Visual AIDS mail

Haven’t checked my mail slot at home in a few days since I’ve been busy with my mates in town, but among the pile was an invitation from Visual AIDS to submit to this year’s Postcards From The Edge benefit. For those that don’t know this is perhaps one of the more exciting and truly benefiting events that have, since 1998, been a staple of the New York art scene. Visual AIDS is a non-profit organization dedicated to promoting awareness of the AIDS epidemic through the visual arts and performance, and have been around since 1988.

They are perhaps best known – consciously or not – for their Red Ribbon campaign (TANGENT!: contrary to the Wikipedia article just linked:
*I’m not so sure the ‘popularity’ of the red ribbon has declined, given that the government of Hong Kong has adopted at least the notion of the red ribbon as the logo for their Red Ribbon Centre, a specific agency in the Department of Health researching and providing free public access to HIV/AIDS awareness and resources
*I don’t know what the hell the article author intended by saying the red ribbon became

a politically correct fashion accessory on the lapels of celebrities

I mean what the fuck, how can you be politically correct towards a virus that effects every gender, race and economic class?!
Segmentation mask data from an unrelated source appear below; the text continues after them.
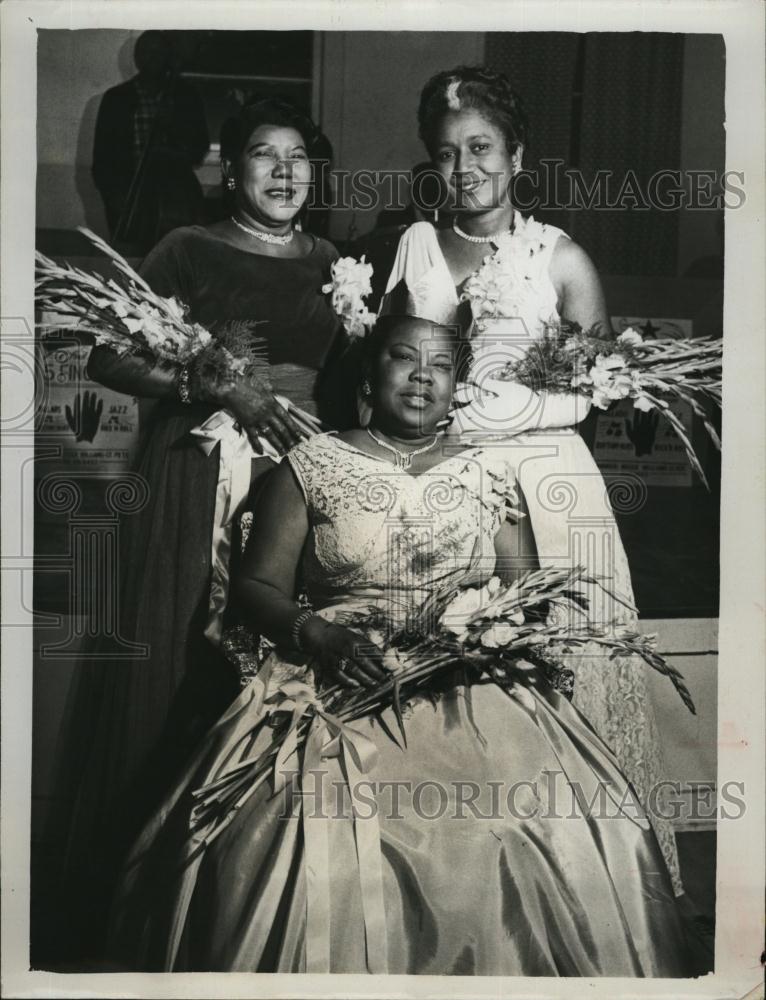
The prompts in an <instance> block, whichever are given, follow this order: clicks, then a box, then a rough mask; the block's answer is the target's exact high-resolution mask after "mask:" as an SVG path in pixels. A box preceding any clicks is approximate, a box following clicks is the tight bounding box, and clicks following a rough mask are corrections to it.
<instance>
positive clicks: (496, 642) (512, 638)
mask: <svg viewBox="0 0 766 1000" xmlns="http://www.w3.org/2000/svg"><path fill="white" fill-rule="evenodd" d="M515 635H516V630H515V629H514V628H512V627H511V626H510V625H509V624H508V622H495V624H494V625H491V626H490V627H489V628H488V629H487V631H486V632H483V633H482V636H481V644H482V646H489V647H490V649H501V648H502V647H504V646H507V645H508V644H509V643H511V642H513V639H514V637H515Z"/></svg>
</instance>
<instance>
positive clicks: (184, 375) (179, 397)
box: [177, 365, 192, 403]
mask: <svg viewBox="0 0 766 1000" xmlns="http://www.w3.org/2000/svg"><path fill="white" fill-rule="evenodd" d="M177 386H178V396H179V398H180V400H181V402H182V403H191V401H192V398H191V392H190V391H189V366H188V365H181V371H180V372H179V374H178V383H177Z"/></svg>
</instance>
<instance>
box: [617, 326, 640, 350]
mask: <svg viewBox="0 0 766 1000" xmlns="http://www.w3.org/2000/svg"><path fill="white" fill-rule="evenodd" d="M643 342H644V338H643V337H642V336H641V334H640V333H639V332H638V330H636V329H635V327H632V326H629V327H628V328H627V329H626V330H623V331H622V333H621V334H620V336H619V337H618V338H617V343H618V344H624V345H625V346H626V347H638V346H639V345H640V344H643Z"/></svg>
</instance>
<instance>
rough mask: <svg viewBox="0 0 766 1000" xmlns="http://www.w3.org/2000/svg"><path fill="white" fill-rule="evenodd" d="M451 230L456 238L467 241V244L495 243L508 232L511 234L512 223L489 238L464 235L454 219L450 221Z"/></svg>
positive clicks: (512, 225) (487, 237)
mask: <svg viewBox="0 0 766 1000" xmlns="http://www.w3.org/2000/svg"><path fill="white" fill-rule="evenodd" d="M452 230H453V232H454V233H455V235H456V236H459V237H460V239H461V240H467V241H468V242H469V243H495V242H496V241H497V240H498V239H500V237H501V236H505V235H506V234H507V233H509V232H513V222H511V225H510V227H509V228H508V229H501V230H500V231H499V232H497V233H492V234H491V235H490V236H471V234H470V233H465V232H463V230H462V229H461V228H460V226H459V225H458V224H457V221H456V220H455V219H453V220H452Z"/></svg>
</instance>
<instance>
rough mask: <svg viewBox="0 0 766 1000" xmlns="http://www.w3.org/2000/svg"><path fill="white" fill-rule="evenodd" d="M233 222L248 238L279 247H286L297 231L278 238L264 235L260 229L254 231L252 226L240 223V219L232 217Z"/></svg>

Sooooooooooo, this all goes back to the piece of mail I got! I thought it was nice of Visual AIDS to remind me to submit work. Because of course I will, but with so many other deadlines always looming, it’s nice to have that reminder knocking down your door, even though I’ve submitted work for the past two years and neither year my work has sold! Which is sad, not because I want to sell my work – I could care less probably – but because I would like to donate to Visual AIDS and their cause, and can’t afford actual money as it is, but can afford to donate artwork to them; I can make a piece in less than an hour but can’t give $75, which is what a postcard cost to buy.

(Of course last year I bought several postcards, but I saved up for those over several months beforehand, hoping to buy some works. Which ended up being a major catalyst for the inaugural Normal Space exhibition.)